Aylardır, Türkiye’de ya da yurt dışında yaşayan türkiyeli akademisyenler veya yurt dışından gelmiş yabancı öğretim üyesi meslekdaşlarımız, yalnızca bir bildiri imzaladıkları gerekçesiyle Türk hükümeti tarafından cezalandırılıyor veya ceza tehdidi altında yaşıyor.
Bazı meslekdaşlarımız işten atıldı, bazılarının bursları kesildi veya üniversitedeki imkanları kısıtlandı (ihalelerden silinmek, jürilerdeki yerlerini kaybetmek…)
« Bu suça ortak olmayacağız » başlıklı söz konusu bildiri metninde, meslekdaşlarımız Kürt bölgelerinde Türk hükümetinin işlediği suçlara dikkat çekiyorlardı. Uluslararası hukuku ve Türk hukukunu hiçe sayan bu ciddi ihlal durumunun sona ermesini talep ediyorlardı. Bunu takiben, hükümetin politikasına karşı çıktıkları gerekçesiyle ağır cezalara maruz kaldılar.
Araştırma ve eğitim özgürlüğünün kısıtlanmasında somutlaşan, düşünce ve ifade özgürlüğünü hedefleyen bu saldırılar hepimize yapılmış sayılır.
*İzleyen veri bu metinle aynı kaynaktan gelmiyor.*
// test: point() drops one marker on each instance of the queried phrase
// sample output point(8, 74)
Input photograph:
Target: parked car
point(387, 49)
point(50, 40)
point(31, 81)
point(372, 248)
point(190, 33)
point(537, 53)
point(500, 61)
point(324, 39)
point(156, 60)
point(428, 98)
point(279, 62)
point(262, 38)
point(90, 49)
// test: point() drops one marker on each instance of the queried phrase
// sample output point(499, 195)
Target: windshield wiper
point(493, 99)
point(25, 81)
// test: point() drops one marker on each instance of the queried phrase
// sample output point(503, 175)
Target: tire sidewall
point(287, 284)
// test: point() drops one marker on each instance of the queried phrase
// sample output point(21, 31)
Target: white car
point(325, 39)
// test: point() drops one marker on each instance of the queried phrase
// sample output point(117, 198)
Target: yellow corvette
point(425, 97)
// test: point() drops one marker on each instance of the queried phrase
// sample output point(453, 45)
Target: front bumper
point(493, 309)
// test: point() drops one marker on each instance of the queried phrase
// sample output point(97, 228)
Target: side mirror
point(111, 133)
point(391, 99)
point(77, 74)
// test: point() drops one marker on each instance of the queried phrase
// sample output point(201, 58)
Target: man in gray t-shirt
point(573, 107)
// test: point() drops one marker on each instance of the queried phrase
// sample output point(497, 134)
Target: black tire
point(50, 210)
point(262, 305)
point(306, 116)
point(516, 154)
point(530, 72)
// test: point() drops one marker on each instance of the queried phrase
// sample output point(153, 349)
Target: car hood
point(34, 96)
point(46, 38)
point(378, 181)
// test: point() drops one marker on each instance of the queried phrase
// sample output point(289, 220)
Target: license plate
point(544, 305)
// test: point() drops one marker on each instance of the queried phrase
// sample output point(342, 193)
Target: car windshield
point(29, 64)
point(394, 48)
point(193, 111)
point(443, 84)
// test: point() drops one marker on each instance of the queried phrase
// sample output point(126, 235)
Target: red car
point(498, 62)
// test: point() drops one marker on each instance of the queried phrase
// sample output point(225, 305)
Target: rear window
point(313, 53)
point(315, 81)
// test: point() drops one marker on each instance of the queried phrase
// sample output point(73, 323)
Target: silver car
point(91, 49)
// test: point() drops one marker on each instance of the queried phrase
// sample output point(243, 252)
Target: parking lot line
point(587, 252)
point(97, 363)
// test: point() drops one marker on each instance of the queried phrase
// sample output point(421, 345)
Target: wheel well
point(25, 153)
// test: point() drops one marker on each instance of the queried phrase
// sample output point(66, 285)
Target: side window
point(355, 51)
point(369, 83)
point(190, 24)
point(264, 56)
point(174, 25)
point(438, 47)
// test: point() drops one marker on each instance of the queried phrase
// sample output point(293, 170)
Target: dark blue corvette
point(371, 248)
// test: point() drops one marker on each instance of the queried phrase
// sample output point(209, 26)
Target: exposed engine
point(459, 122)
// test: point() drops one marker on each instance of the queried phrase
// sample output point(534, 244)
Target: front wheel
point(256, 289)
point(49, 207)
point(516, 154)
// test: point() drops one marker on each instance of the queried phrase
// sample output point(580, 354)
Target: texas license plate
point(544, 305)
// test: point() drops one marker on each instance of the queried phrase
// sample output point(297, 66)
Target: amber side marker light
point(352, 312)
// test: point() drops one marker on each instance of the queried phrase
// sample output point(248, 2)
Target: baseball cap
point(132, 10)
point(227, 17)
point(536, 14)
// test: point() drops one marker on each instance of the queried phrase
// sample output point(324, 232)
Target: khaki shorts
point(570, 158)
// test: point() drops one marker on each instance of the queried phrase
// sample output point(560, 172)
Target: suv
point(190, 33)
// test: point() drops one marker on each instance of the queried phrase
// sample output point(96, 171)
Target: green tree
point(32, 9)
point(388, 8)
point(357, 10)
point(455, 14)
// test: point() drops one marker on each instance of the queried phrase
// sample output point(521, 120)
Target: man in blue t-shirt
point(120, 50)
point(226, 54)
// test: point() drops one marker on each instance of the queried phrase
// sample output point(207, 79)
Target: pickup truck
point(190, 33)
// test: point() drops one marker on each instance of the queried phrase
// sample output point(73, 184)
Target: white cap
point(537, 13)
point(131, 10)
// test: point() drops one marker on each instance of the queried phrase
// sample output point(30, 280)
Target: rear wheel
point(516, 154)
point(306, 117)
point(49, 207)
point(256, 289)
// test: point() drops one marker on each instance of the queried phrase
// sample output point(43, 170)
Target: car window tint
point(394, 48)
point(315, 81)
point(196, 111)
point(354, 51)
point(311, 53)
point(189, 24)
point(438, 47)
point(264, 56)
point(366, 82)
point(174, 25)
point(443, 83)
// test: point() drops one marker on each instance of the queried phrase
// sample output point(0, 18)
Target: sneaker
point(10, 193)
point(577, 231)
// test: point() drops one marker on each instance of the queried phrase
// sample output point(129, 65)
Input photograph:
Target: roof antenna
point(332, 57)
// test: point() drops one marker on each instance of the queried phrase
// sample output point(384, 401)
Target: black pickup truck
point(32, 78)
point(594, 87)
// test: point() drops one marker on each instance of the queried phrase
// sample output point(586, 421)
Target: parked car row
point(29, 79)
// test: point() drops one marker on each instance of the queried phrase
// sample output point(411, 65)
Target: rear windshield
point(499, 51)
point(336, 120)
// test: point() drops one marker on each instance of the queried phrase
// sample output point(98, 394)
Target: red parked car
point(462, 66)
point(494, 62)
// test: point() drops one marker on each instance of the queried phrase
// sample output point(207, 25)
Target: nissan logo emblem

Avrupa hükümetlerinin ve Avrupa Birliğinin dikkatini durumun ciddiyeti üzerine çekmek ve göçmen sorununun sınır ötesine atılması karşılığında susma yerine, demokrasinin bu şekilde ayaklar altına alınmasının mahkum edilmesini talep ediyoruz.
…… fakültesi, …… laboratuarı, …… üniversitesi olarak bizler tehdit altındaki araştırmacı, akademisyen, doktora ögrencileriyle dayanışma içinde olduğumuzu beyan ediyoruz. Buna maruz kalan meslekdaşlarımıza somut destek (davet, üyelik vs) vereceğimizi taahhüt ediyor, tüm yüksek öğretim kurumlarını aynı tavrı almaya çağırıyoruz.